Like it is in most countries, beauty in Venezuela is an industry. But it’s also a national pastime. Here, women want to look like Miss Venezuela. Girls as young as four are enrolled in modelling schools which Gates describes as “beauty factories.” Venezuela leads the world in pageant wins (seven Miss Universes), a success that seems attainable to all. In a country rapidly falling apart, it’s almost the only dream worth investing in.
The episode opens with Gates examining the shape of the mannequins that display women’s fashion – voluminous breasts, teeny waists, and ample backsides. A man tells her he loves it, “because it looks like a Venezuelan woman. Everything big.” The shopkeeper notes how men are so enamoured they’ll even hug them. Later, the female owner of the factory that makes the mannequins laments how “it used to be easier to be beautiful. Society is very demanding.”
Beauty is a preoccupation that sits uncomfortably with the country’s political and economic situation. Venezuela is rife with crime (the capital, Caracas, has the highest murder rate in the world), poverty, and neglect. Most people’s daily lives revolve around queues – standing in line from before sunrise for basics like milk, often at wildly inflated prices.
But despite this, women, whose average wage is around the equivalent of $400 US a year, spend 20 percent of that salary on cosmetics and beauty treatments. As one Miss Venezuela hopeful tells Gates, it’s “our responsibility to be beautiful.” While Gates doesn’t judge, it’s difficult not to question this sense of self and social worth masquerading as national pride.
This distorted worldview is further complicated halfway through the episode when Gates gets her period and the simple act of going to the supermarket to buy the necessary sanitary products becomes impossible. Since mid-2015 Venezuela’s economy has been in free-fall. Sanitary products, when available at all, can cost anywhere from 45 cents to $45 a box due to inconsistent exchange rates, potentially eating into a third of a woman’s monthly wage. In the end, Gates can only buy sanitary pads, gratefully but illegally, through the burgeoning black market.
While it exposes economic issues, Gates’s tampon odyssey also deepens the conversation around how Venezuela sees women’s bodies. Lack of access to these products reads like a wholesale denial of the reality of what women’s bodies actually do, that they aren’t simply vehicles for beauty and sexual pleasure, like those fantasy mannequins and their devotees suggest.
But beauty is not solely a female fixation in Venezuela. Taut, hairless men also compete for the chance to be crowned Mister Universo, their bodies scrutinised by judges and plastic surgeons that suggest how they might be remodelled into an even more perfect form (penis enlargements are popular).

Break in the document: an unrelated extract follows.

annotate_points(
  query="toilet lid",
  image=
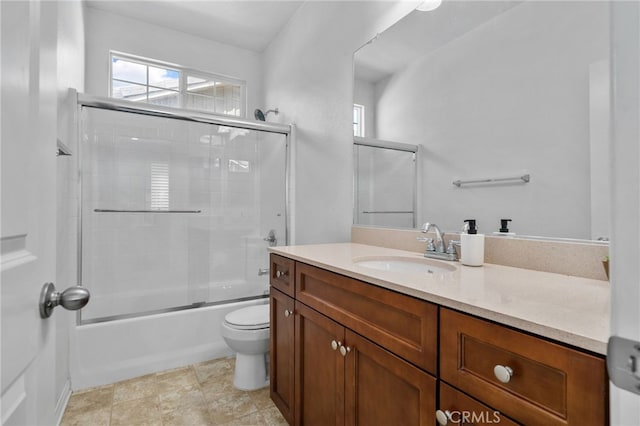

Venezuelans often take cheap options rather than go without something many of them have come to view as essential. When Gates meets with a woman whose nose has collapsed as a result of dodgy biopolymers we see the true cost of the beautiful face that Venezuela presents to the world – it’s a mask over some rather cruel realities. While fashion can be a means for social progress, in Venezuela the promotion of an unreal and dangerous beauty ideal mostly looks like a distraction from it, and any real, positive change.